Strategy’s mNAV compression sits at the heart of the current dynamic. When the stock traded at a premium the company issued equity, bought Bitcoin and lifted everything. That loop broke as premiums vanished and unrealized losses mounted. Last quarter alone the firm recorded an $8.3 billion loss on digital assets, nearly all unrealized. The preferred stock structure now anchors the balance sheet. Maintaining dividend coverage without constant equity issuance requires occasional Bitcoin sales. Kendrick argues effective communication can minimize those sales altogether.
Bitcoin itself hovers near $62,000 as of this writing. Standard Chartered’s $100,000 call assumes the sales prove transitory. The bank expects Strategy to resume net accumulation once the preferred stock stabilizes and cash buffers reach target. History offers some precedent. Earlier small sales were followed by renewed buying. The current episode looks larger yet still represents less than half a percent of holdings.
Investors face a tension. On one side stands the fear that a bellwether corporate holder has blinked. On the other lies the math. Strategy’s Bitcoin remains deeply underwater on a cost basis but still constitutes the bulk of its enterprise value. The preferred stock trades at a discount precisely because markets doubt the pivot. Reassurance could tighten that spread and remove the need for further sales. So far the market has absorbed the selling without collapse. ETF inflows have resumed even as Strategy monetizes a portion of its stack.
The coming weeks will test whether this truly stays noise. Additional sales under the $1.25 billion program could test conviction. Conversely, stabilization of the STRC preferred and a rebound in Bitcoin price would validate the view that fundamentals remain intact. Standard Chartered clearly leans toward the latter. Other analysts will watch reserve levels, preferred stock trading and ETF flow trends for confirmation.
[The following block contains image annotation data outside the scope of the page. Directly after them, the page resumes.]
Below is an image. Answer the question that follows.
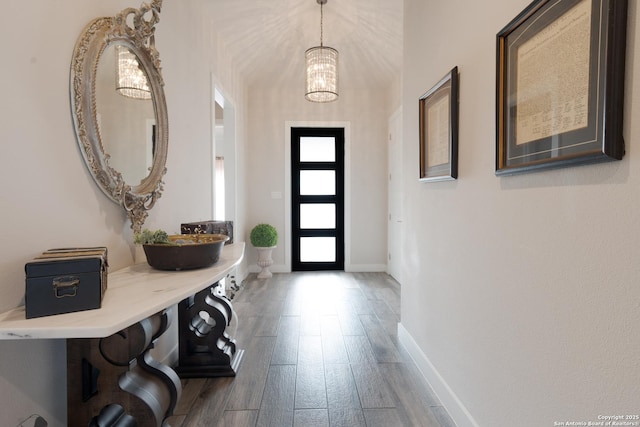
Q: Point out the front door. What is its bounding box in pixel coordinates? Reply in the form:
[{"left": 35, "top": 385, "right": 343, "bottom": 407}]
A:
[{"left": 291, "top": 128, "right": 344, "bottom": 271}]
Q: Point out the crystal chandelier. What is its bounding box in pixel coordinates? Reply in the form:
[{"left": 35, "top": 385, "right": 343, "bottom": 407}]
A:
[
  {"left": 116, "top": 45, "right": 151, "bottom": 99},
  {"left": 304, "top": 0, "right": 338, "bottom": 102}
]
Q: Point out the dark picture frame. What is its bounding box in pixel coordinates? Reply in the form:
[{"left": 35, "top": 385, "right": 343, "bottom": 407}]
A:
[
  {"left": 419, "top": 67, "right": 459, "bottom": 182},
  {"left": 496, "top": 0, "right": 627, "bottom": 175}
]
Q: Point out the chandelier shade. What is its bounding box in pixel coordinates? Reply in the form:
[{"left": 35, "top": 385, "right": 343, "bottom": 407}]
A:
[
  {"left": 304, "top": 0, "right": 338, "bottom": 102},
  {"left": 116, "top": 45, "right": 151, "bottom": 99},
  {"left": 305, "top": 46, "right": 338, "bottom": 102}
]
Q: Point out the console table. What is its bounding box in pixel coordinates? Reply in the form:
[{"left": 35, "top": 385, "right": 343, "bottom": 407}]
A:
[{"left": 0, "top": 243, "right": 244, "bottom": 427}]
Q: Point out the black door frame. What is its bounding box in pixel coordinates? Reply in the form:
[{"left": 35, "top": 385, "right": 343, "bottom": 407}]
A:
[{"left": 291, "top": 127, "right": 345, "bottom": 271}]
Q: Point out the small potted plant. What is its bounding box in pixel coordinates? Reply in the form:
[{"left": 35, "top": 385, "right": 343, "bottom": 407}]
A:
[{"left": 249, "top": 224, "right": 278, "bottom": 279}]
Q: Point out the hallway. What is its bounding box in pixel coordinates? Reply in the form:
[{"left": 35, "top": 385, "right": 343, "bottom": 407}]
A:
[{"left": 169, "top": 272, "right": 455, "bottom": 427}]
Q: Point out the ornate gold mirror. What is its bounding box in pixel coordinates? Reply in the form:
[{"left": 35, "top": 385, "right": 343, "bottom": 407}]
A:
[{"left": 70, "top": 0, "right": 169, "bottom": 232}]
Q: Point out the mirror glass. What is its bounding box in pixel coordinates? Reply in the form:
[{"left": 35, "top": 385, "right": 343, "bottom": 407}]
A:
[
  {"left": 70, "top": 0, "right": 169, "bottom": 232},
  {"left": 96, "top": 44, "right": 156, "bottom": 186}
]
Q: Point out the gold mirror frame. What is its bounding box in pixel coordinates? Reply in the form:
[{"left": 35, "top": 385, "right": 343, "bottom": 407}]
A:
[{"left": 70, "top": 0, "right": 169, "bottom": 232}]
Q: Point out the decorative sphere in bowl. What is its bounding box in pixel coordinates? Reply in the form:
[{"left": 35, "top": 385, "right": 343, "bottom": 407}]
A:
[{"left": 142, "top": 234, "right": 229, "bottom": 270}]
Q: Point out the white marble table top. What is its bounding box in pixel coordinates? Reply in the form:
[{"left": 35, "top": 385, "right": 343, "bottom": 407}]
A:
[{"left": 0, "top": 242, "right": 245, "bottom": 340}]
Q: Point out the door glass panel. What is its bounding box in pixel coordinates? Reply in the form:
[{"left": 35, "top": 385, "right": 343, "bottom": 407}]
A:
[
  {"left": 300, "top": 136, "right": 336, "bottom": 162},
  {"left": 300, "top": 170, "right": 336, "bottom": 196},
  {"left": 300, "top": 237, "right": 336, "bottom": 262},
  {"left": 300, "top": 203, "right": 336, "bottom": 229}
]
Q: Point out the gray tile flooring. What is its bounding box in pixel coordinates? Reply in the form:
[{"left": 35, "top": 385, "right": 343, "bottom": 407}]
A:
[{"left": 169, "top": 272, "right": 455, "bottom": 427}]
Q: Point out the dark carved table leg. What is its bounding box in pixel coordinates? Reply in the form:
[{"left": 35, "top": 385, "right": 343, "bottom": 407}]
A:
[
  {"left": 67, "top": 310, "right": 182, "bottom": 427},
  {"left": 175, "top": 283, "right": 244, "bottom": 378}
]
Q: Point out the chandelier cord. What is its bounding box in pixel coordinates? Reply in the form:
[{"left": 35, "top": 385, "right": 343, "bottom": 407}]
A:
[{"left": 320, "top": 3, "right": 324, "bottom": 47}]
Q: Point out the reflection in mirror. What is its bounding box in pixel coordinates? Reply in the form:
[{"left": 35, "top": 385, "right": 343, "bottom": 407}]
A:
[
  {"left": 96, "top": 44, "right": 155, "bottom": 185},
  {"left": 70, "top": 0, "right": 169, "bottom": 232}
]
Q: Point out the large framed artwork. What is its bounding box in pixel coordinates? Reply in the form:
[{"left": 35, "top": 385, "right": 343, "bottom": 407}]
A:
[
  {"left": 419, "top": 67, "right": 458, "bottom": 182},
  {"left": 496, "top": 0, "right": 627, "bottom": 175}
]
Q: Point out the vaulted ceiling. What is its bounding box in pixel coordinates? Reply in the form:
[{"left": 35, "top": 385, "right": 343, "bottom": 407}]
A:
[{"left": 211, "top": 0, "right": 402, "bottom": 90}]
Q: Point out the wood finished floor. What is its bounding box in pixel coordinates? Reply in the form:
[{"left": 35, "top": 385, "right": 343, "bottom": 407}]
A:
[{"left": 169, "top": 272, "right": 455, "bottom": 427}]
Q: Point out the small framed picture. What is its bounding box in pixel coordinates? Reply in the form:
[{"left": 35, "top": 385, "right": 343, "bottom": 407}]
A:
[
  {"left": 496, "top": 0, "right": 627, "bottom": 175},
  {"left": 419, "top": 67, "right": 458, "bottom": 182}
]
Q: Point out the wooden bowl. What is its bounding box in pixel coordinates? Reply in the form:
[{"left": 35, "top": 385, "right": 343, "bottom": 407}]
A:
[{"left": 142, "top": 234, "right": 229, "bottom": 270}]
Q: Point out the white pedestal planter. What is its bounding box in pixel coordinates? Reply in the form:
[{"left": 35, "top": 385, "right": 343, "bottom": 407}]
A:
[{"left": 256, "top": 246, "right": 275, "bottom": 279}]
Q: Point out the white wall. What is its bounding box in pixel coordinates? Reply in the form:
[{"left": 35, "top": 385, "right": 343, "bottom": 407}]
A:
[
  {"left": 400, "top": 0, "right": 640, "bottom": 427},
  {"left": 0, "top": 0, "right": 246, "bottom": 427},
  {"left": 245, "top": 88, "right": 392, "bottom": 271}
]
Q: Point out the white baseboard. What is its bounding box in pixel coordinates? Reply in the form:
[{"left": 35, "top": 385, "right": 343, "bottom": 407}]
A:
[
  {"left": 249, "top": 264, "right": 291, "bottom": 273},
  {"left": 398, "top": 323, "right": 479, "bottom": 427},
  {"left": 344, "top": 264, "right": 387, "bottom": 273},
  {"left": 249, "top": 264, "right": 387, "bottom": 273}
]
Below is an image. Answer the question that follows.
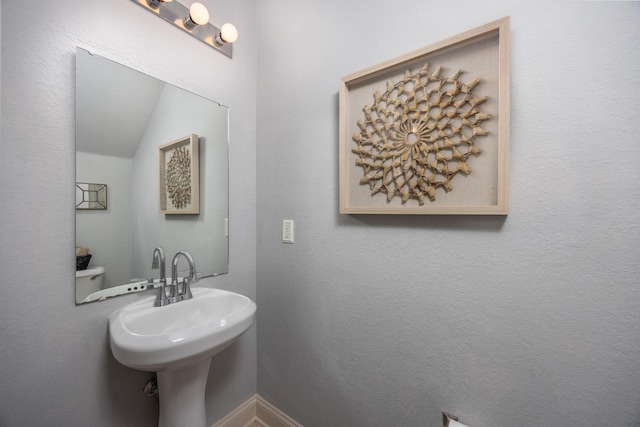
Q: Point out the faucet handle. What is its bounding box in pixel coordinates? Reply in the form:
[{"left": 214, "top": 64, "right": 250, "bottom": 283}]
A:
[{"left": 182, "top": 277, "right": 192, "bottom": 300}]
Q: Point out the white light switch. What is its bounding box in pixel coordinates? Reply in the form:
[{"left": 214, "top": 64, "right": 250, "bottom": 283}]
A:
[{"left": 282, "top": 219, "right": 293, "bottom": 243}]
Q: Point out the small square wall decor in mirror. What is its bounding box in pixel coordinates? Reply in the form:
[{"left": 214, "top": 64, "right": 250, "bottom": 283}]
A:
[{"left": 76, "top": 182, "right": 107, "bottom": 210}]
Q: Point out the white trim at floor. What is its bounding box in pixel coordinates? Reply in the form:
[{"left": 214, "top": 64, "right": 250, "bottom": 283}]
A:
[{"left": 211, "top": 394, "right": 302, "bottom": 427}]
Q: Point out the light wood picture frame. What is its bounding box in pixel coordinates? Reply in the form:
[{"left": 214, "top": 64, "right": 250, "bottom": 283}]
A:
[
  {"left": 339, "top": 17, "right": 510, "bottom": 215},
  {"left": 158, "top": 134, "right": 200, "bottom": 215}
]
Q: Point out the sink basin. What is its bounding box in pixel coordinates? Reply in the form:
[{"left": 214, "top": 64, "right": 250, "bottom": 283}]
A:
[{"left": 109, "top": 288, "right": 256, "bottom": 372}]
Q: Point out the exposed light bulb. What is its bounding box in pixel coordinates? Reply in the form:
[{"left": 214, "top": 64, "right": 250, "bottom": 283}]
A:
[
  {"left": 220, "top": 22, "right": 238, "bottom": 43},
  {"left": 184, "top": 2, "right": 209, "bottom": 30}
]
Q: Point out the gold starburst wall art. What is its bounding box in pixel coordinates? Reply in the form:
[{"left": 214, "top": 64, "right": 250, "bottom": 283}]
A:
[
  {"left": 339, "top": 17, "right": 510, "bottom": 215},
  {"left": 351, "top": 63, "right": 491, "bottom": 205}
]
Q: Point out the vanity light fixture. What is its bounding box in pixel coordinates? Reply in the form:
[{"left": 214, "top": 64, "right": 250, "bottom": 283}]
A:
[
  {"left": 183, "top": 3, "right": 209, "bottom": 30},
  {"left": 147, "top": 0, "right": 173, "bottom": 9},
  {"left": 216, "top": 22, "right": 238, "bottom": 46},
  {"left": 131, "top": 0, "right": 238, "bottom": 58}
]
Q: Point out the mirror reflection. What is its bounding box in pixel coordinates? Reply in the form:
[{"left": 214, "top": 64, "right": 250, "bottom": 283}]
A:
[{"left": 76, "top": 49, "right": 229, "bottom": 304}]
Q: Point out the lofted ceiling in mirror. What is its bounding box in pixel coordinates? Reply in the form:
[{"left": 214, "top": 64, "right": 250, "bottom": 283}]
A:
[{"left": 76, "top": 49, "right": 229, "bottom": 304}]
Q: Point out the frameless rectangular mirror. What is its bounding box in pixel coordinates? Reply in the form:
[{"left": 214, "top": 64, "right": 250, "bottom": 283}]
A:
[{"left": 75, "top": 48, "right": 229, "bottom": 304}]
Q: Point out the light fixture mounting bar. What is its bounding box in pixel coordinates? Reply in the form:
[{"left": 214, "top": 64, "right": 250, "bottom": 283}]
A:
[{"left": 131, "top": 0, "right": 233, "bottom": 58}]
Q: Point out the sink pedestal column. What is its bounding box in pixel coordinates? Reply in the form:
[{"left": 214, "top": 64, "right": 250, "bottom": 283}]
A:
[{"left": 157, "top": 358, "right": 211, "bottom": 427}]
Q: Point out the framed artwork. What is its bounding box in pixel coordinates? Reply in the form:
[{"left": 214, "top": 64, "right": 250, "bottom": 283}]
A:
[
  {"left": 158, "top": 134, "right": 200, "bottom": 214},
  {"left": 339, "top": 17, "right": 510, "bottom": 215},
  {"left": 76, "top": 182, "right": 107, "bottom": 210}
]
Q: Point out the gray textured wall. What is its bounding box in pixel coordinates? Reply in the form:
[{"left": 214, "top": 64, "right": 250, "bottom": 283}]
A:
[
  {"left": 257, "top": 0, "right": 640, "bottom": 427},
  {"left": 0, "top": 0, "right": 257, "bottom": 427}
]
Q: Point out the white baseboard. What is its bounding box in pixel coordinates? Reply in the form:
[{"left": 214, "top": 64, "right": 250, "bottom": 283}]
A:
[{"left": 211, "top": 394, "right": 302, "bottom": 427}]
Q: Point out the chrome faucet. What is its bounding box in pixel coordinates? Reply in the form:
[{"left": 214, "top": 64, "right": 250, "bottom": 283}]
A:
[
  {"left": 151, "top": 246, "right": 169, "bottom": 307},
  {"left": 171, "top": 251, "right": 198, "bottom": 302}
]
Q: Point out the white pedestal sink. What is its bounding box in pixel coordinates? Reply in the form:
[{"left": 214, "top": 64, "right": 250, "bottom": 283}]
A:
[{"left": 109, "top": 288, "right": 256, "bottom": 427}]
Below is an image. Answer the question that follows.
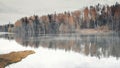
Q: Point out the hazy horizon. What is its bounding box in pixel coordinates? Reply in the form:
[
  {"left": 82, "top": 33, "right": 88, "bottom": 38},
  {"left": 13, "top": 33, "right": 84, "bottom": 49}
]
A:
[{"left": 0, "top": 0, "right": 120, "bottom": 25}]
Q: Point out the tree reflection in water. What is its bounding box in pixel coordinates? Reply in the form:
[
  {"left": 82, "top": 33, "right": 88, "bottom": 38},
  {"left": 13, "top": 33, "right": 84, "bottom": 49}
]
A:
[{"left": 0, "top": 33, "right": 120, "bottom": 59}]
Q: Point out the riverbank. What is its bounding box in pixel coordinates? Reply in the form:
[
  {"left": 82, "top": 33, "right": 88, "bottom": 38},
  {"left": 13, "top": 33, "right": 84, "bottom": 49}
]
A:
[{"left": 0, "top": 50, "right": 35, "bottom": 68}]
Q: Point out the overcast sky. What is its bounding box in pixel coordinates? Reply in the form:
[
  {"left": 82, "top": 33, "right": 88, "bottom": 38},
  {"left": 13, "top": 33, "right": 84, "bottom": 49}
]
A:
[{"left": 0, "top": 0, "right": 120, "bottom": 25}]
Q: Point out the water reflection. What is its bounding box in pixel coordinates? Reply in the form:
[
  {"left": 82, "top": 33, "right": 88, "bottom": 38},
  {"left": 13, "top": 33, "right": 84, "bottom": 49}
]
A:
[{"left": 0, "top": 33, "right": 120, "bottom": 59}]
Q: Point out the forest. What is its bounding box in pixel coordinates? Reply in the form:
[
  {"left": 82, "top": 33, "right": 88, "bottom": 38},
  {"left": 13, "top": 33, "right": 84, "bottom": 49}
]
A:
[{"left": 3, "top": 3, "right": 120, "bottom": 35}]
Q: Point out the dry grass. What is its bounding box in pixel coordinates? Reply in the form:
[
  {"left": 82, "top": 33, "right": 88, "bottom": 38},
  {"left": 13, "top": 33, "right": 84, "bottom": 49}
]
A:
[{"left": 0, "top": 50, "right": 35, "bottom": 68}]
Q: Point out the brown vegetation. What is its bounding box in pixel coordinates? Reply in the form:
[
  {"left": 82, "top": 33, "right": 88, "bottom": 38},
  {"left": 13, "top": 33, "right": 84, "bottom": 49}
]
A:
[{"left": 0, "top": 50, "right": 35, "bottom": 68}]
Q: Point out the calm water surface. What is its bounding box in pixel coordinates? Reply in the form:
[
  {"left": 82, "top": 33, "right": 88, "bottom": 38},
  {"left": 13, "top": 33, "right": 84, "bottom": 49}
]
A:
[{"left": 0, "top": 33, "right": 120, "bottom": 68}]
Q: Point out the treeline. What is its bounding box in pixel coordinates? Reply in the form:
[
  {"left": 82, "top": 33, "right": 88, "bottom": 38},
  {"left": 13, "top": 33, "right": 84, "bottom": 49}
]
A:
[{"left": 14, "top": 3, "right": 120, "bottom": 34}]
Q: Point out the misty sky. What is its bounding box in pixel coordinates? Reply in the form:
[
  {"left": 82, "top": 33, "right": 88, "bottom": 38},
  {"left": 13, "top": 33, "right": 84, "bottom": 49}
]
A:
[{"left": 0, "top": 0, "right": 120, "bottom": 25}]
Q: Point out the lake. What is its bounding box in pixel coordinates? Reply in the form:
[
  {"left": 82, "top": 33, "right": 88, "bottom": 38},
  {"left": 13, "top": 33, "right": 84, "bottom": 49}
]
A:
[{"left": 0, "top": 33, "right": 120, "bottom": 68}]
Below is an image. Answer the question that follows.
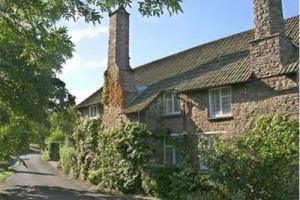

Strategy’s evolution from pure accumulator to occasional monetizer marks a pragmatic adjustment. It does not erase the firm’s massive Bitcoin position or Saylor’s long-term belief. But it does introduce new variables into a narrative that once seemed simple. Markets hate uncertainty. Clear execution of the new framework could restore confidence faster than many expect. Until then the debate between signal and noise will continue.